Monday 3 October 2022

ScourgeBringer Review (Switch)

Review by Thomas G.J. Sharpe

We each have our own requirements for the one-more-try. Achievement hunting, mastery, speed, a desire to be in the game world just a bit more. ScourgeBringer scratches my particular itches. A beautifully drawn up world, with a characterful character, satisfying controls, and pacing that urges you on with thoughtful progression. ScourgeBringer has been added to my own personal faves of the genre, which admittedly is a bloated sac these days. HadesIsaacCaveblazers, FTL, Nuclear Throne and Risk of Rain refuse to be uninstalled from my library. ScourgeBringer is now inducted into this pantheon of effective and satisfying rogues.

A dotty story that centres around a planetary cataclysm caused by a portal-dimensional-hellmouth thing spurs our warrior protagonist to find the source. The prologue is lovingly depicted, and gives a compelling enough backstory skeleton to dangle world-flesh on. Within the crawlin’ thru’ rooms gameplay, a more Enter The Gungeon vibe appears with characters trapped in the interior portal world; shopkeepers bartering in life-blood, or the ersatz currency, with little relationships. Also, an old guide style character who sits in the hub area where you can access the bestiary and upgrade your passive abilities.

In the tried and tested way, when you are defeated you return to the hub and begin again to progress deeper into the mob infested world. Each area, with its own scenic flavour, has a grid of rooms (not very maze-like), with special rooms and regular “battle” rooms, leading to a boss room. As Kyhra, you wield a sword and a ranged weapon, the latter of which can be swapped out for other types. There is a simplicity in the set up that makes this game far more pick-up-and-play than, in particular, Nuclear Throne and Enter The Gungeon, which can baffle the player until you experiment at length. Perhaps, though we don’t have much variety on this end which can feel a touch dry, as this is not at the forefront of the primary loop.

The game, at its slicey-shooty heart, is slicin’ and shootin’. ScourgeBringer shines in its control response. It is succinct and direct, giving a great connection to Kyhra’s action for the player. Concurrently the player feels powerful, yet responsible. To summon the feeling of Doom (2016), would be one way to describe it. Continually, the combat feels that you’re just hanging in there, just about made that move. The immediacy is compelling and addictive. The dynamic music absolutely slaps as well (incidentally very reminiscent of Mick Gordon’s Doom masterwork), whirring up when with enemies, and slipping back to give some sensory respite. A lot is done with a little.
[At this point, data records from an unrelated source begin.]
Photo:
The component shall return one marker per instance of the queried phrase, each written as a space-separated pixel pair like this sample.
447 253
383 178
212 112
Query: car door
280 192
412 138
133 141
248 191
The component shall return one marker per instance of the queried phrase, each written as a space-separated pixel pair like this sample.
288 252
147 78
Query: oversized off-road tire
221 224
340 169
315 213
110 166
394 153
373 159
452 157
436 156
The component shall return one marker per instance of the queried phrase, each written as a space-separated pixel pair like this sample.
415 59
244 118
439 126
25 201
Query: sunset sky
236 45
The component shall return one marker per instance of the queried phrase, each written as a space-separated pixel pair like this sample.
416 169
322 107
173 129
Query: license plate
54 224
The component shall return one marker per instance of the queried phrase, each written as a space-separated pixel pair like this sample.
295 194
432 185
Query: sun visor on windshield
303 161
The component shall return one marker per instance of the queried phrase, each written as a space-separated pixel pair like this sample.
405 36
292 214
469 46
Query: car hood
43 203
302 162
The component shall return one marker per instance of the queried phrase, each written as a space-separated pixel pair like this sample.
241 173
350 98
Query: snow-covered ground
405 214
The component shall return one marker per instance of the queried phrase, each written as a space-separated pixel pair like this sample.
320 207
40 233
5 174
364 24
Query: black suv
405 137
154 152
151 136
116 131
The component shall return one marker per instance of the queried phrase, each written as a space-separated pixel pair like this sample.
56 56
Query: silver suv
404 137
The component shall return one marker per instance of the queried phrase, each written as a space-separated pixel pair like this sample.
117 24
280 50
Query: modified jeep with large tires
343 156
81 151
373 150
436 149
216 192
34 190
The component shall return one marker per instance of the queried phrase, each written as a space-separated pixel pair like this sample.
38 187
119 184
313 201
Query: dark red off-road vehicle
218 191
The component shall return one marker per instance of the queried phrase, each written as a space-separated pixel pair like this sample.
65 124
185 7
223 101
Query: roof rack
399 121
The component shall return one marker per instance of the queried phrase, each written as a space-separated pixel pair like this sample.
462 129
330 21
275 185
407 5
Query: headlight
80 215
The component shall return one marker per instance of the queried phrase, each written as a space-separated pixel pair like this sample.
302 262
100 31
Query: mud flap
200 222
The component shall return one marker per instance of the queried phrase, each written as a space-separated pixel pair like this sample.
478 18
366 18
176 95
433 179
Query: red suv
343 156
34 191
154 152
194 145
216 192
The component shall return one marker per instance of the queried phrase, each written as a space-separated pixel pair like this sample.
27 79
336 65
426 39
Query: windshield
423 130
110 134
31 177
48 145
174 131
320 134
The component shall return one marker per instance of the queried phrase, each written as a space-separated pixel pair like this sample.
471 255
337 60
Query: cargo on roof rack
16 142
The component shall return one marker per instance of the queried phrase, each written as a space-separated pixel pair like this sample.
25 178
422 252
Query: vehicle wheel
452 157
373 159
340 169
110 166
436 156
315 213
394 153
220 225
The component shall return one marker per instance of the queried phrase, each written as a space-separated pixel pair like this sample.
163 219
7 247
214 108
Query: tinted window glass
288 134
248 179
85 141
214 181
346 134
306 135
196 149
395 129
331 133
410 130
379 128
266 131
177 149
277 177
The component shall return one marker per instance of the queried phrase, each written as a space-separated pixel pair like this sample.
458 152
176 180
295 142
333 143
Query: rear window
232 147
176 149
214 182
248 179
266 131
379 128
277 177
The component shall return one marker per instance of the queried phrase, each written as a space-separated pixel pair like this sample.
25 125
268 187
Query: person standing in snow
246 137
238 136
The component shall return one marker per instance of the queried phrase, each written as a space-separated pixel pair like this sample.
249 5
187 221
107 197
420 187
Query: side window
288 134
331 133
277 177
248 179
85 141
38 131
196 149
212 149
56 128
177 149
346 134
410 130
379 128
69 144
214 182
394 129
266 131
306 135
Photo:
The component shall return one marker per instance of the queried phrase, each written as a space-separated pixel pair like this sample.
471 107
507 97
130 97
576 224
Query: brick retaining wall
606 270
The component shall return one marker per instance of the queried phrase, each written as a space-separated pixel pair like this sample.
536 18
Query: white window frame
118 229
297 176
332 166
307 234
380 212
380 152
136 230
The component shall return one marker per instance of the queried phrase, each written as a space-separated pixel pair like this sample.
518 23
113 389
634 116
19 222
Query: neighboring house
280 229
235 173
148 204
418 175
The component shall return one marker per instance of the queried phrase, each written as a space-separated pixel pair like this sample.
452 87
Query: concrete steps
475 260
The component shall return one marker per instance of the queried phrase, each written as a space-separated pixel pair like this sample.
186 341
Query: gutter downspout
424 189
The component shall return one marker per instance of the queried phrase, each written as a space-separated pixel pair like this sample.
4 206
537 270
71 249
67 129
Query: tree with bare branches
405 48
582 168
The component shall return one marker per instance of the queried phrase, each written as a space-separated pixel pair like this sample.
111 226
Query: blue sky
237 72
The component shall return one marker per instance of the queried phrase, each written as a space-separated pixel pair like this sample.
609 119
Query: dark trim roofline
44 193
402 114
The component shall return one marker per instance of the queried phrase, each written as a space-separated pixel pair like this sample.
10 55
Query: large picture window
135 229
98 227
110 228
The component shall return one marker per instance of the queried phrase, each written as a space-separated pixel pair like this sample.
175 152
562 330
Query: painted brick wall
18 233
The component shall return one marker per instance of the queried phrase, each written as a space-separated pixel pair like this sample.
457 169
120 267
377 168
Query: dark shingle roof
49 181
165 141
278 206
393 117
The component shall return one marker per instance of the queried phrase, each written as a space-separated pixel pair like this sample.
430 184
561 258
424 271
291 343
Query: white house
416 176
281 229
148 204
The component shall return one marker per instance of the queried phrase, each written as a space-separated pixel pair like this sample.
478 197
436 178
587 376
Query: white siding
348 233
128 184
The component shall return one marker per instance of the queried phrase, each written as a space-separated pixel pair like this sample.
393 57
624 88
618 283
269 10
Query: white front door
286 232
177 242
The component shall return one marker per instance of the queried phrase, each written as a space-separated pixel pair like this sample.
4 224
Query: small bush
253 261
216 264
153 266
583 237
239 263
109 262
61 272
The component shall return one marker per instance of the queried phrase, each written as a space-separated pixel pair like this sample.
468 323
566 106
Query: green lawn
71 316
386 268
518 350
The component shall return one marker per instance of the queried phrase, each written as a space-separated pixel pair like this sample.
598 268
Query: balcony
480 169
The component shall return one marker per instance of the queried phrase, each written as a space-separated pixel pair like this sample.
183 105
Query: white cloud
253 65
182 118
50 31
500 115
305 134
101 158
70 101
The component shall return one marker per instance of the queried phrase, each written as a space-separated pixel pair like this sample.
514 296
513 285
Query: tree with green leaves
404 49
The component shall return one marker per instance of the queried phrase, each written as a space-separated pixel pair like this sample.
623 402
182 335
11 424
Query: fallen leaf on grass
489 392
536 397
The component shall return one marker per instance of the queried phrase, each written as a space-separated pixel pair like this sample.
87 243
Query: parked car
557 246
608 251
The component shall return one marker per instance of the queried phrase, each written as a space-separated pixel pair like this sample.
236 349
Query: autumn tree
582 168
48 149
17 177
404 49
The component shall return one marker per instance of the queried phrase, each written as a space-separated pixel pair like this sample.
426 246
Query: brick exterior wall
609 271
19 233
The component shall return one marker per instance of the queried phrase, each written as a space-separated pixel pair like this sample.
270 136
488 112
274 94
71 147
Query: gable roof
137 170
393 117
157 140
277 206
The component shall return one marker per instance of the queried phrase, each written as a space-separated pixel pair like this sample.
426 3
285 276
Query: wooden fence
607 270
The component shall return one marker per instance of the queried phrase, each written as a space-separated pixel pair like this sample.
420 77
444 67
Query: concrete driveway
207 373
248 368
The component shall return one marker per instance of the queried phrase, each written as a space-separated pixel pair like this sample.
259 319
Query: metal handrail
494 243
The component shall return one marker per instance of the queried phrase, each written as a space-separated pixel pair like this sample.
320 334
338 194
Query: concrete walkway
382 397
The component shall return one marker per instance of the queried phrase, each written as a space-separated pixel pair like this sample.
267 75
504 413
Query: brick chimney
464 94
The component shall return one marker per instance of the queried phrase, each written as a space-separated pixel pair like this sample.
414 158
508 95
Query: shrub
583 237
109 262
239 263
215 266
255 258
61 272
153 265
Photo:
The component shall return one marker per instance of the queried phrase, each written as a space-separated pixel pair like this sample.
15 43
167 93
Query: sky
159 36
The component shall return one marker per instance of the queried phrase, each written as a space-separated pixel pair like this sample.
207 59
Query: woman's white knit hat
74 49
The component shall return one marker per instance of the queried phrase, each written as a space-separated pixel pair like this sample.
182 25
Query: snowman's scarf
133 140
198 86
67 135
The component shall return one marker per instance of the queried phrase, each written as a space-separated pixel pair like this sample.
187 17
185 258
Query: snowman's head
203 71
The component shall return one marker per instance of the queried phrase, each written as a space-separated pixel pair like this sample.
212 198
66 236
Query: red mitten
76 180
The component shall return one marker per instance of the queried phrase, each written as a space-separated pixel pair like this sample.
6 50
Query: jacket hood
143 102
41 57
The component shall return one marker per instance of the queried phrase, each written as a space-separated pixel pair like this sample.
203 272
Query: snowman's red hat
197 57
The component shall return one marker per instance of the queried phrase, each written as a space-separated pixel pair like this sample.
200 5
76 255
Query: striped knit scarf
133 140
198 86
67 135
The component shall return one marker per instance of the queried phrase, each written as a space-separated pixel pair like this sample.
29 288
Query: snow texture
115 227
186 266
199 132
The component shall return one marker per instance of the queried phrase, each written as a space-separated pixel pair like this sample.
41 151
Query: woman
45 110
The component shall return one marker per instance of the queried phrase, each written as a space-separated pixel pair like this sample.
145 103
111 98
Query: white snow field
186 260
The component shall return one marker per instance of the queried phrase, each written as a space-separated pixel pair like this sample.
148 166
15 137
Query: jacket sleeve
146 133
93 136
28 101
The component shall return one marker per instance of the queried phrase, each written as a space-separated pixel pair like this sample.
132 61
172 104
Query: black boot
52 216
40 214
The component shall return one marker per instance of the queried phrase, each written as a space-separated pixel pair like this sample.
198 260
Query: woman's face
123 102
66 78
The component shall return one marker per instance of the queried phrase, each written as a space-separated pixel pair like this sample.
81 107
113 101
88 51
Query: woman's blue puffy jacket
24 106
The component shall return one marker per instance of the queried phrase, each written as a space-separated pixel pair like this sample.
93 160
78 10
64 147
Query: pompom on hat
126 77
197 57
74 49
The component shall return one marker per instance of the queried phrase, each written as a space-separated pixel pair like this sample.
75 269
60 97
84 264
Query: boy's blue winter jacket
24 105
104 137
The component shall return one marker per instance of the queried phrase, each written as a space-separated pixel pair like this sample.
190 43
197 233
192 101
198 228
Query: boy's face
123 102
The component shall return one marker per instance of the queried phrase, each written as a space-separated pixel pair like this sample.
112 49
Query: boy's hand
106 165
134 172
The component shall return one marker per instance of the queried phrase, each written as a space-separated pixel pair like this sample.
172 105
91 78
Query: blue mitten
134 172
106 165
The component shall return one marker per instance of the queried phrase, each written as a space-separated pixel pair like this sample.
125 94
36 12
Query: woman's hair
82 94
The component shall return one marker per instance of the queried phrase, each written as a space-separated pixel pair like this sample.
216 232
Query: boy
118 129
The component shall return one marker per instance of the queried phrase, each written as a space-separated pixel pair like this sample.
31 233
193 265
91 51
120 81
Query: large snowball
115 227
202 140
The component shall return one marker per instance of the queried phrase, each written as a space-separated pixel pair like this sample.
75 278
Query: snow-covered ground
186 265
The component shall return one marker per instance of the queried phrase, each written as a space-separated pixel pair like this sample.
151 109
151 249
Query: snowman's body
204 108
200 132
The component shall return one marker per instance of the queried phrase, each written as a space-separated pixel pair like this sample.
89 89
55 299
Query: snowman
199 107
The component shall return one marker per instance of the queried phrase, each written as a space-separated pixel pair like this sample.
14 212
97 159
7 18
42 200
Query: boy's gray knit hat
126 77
There is an ability tree that you slowly unlock by collecting the ominously labelled Judge Blood. This gives you access to new stat buffs, but also new combos. This blossoms into a modest, but easy to remember move set that feels intuitive. Your smash (essentially a stun in its unevolved form) adapts into a way to deflect back enemy fire, for instance. These small tweaks and additions as you play run after run keep you involved in the arms and progression race. There is also a neat feature where the difficulty is adaptive. Again, keeping you just on the side of challenging.

It is telling that negatives or gripes come down to non-deal-breakers. Some hit-boxes for projectiles felt unfair to me. Maybe there are some telegraphing issues with enemy attacks. Are there a couple too many rooms in this area or that? Could that be solved with a sprinkling of secret rooms I have to bust in to?

These are gripes with more in-common with musings on design choices. Simply put, ScourgeBringer is tight, defined, beautiful, satisfying, and exciting. A great step up from the already fantastic Neurovoider. Heartily recommend.